Sementara itu, Partai Persatuan Pembangunan (PPP) membuka opsi berkoalisi dengan Partai Kebangkitan Bangsa (PKB) dan Partai Keadilan Sejahtera (PKS) pada Pemilu 2024.

Hal ini untuk memenuhi ambang batas pencalonan presiden atau presidential threshold sebesar 20 persen.

Ketua DPP PPP Achmad Baidowi menilai, poros koalisi dengan sesama partai berlatar belakang Islam akan lebih bagus untuk mencapai soliditas.

"Kami positif siapa pun yang mengajak (koalisi), apalagi sesama rumpun koalisi parpol Islam, itu lebih bagus karena soliditasnya bisa tercapai," kata Baidowi, Kamis (16/12/2021).

Baidowi mengatakan, jika koalisi terbentuk, partainya tetap membuka kemungkinan mencalonkan presiden atau wakil presiden dengan latar belakang nasionalis.

Selain itu, berkoalisi dengan Partai Amanat Nasional (PAN) juga dapat menjadi opsi agar syarat ambang batas pencalonan presiden bisa tercapai.

"Yang penting adalah bagaimana poros Islam ini bisa memperoleh 20 persen kursi atau 25 persen suara dalam pemilu nanti, syarat usung capres," kata Baidowi.

Wacana Koalisi Partai Islam 

Sebelumnya, wacana membentuk koalisi partai Islam untuk Pemilu 2024 sudah pernah dilontarkan oleh PPP dan PKS.

Sekjen PKS Aboe Bakar Alhabsy mengatakan, partainya membuka peluang membentuk koalisi dengan partai yang memperjuangkan kepentingan umat.

Kendati demikian, Ketua Umum PAN Zulkifli Hasan tak sepakat dengan wacana pembentukan koalisi partai Islam untuk Pemilu 2024.

Pasalnya, ia melihat wacana koalisi partai itu justru akan memperkuat politik aliran di Indonesia.

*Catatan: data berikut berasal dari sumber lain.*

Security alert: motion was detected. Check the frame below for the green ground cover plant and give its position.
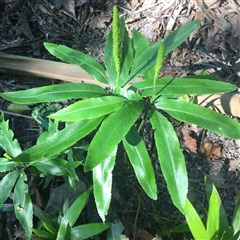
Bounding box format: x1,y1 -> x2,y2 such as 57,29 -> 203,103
0,7 -> 240,238
171,177 -> 240,240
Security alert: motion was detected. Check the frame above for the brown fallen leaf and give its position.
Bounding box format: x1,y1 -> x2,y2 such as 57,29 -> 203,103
199,141 -> 222,159
208,144 -> 222,159
199,141 -> 213,158
182,128 -> 197,153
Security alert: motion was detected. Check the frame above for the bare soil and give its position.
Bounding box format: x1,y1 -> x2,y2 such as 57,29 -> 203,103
0,0 -> 240,240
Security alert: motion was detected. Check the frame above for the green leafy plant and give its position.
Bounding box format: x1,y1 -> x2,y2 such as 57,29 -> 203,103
0,7 -> 240,234
33,188 -> 111,240
171,177 -> 240,240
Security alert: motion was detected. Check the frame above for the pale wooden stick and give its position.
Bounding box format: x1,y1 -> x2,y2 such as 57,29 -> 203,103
0,52 -> 240,117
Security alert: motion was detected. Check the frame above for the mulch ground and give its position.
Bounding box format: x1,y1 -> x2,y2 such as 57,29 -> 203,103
0,0 -> 240,240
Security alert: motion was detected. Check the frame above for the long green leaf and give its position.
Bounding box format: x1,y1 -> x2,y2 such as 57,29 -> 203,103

Padahal, kata dia, politik aliran seharusnya dihindari oleh semua partai politik.

"PAN melihat justru ini akan memperkuat politik aliran di negara kita. Sesuatu yang harus kita hindari," kata Zulkifli dalam keterangannya, Jumat (16/4/2021).

Baca Juga: Gerakan “Asal Bukan Prabowo”: Bukan Fenomena Baru, Berdampak Pada Elektoral?

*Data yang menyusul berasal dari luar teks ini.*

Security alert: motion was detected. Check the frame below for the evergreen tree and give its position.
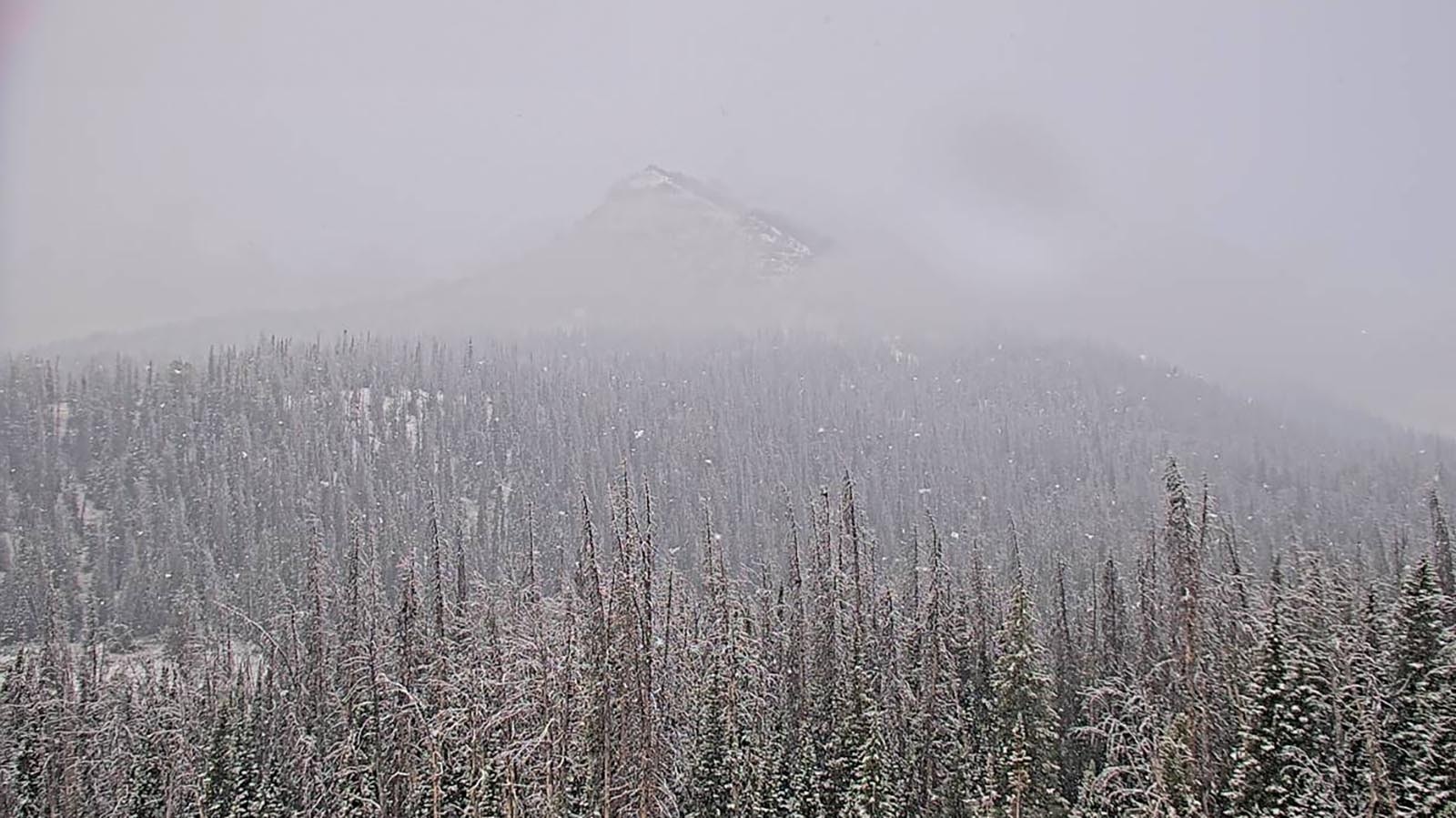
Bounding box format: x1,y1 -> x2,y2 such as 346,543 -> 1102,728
986,561 -> 1067,818
1228,565 -> 1334,818
1388,559 -> 1456,818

Menurut dia, seharusnya semua pihak harus berjuang untuk kebaikan dan kepentingan semua golongan. Ia juga menilai, dalam koalisi tersebut justru akan memperkuat hadirnya politik aliran dan politik identitas.

ADVERTISEMENT

SCROLL TO RESUME CONTENT

Zulkifli mengingatkan semua pihak atas pengalaman Pilpres 2019. Ia melihat, sentimen SARA, politik aliran dan politik identitas begitu kuat.

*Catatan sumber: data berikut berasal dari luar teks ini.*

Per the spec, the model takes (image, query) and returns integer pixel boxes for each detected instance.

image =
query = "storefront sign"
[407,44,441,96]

Adapun isu presidential threshold kembali hangat jelang Pemilu 2024. Aturan yang tertuang dalam Pasal 222 UU Nomor 7 Tahun 2017 digugat sejumlah pihak ke Mahkamah Konstitusi (MK).

Alasannya, syarat pasangan calon presiden dan wakil presiden harus diusulkan oleh partai politik atau gabungan partai politik dengan perolehan kursi paling sedikit 20 persen dari jumlah kursi DPR membatasi tiap warga negara untuk maju.

Mantan Panglima TNI Gatot Nurmantyo menjadi salah satu pemohon uji materi aturan tersebut. Dalam permohonannya ke MK, Gatot meminta hakim MK membatalkan ketentuan Pasal 222 UU Nomor 7/2017.

Menurut Gatot, yang diwakili kuasa hukum Refly Harun, Pasal 222 UU Nomor 7/2017 itu bertentangan dengan ketentuan Pasal 6 Ayat (2), 6A Ayat (5), dan 6A Ayat (2) UUD 1945.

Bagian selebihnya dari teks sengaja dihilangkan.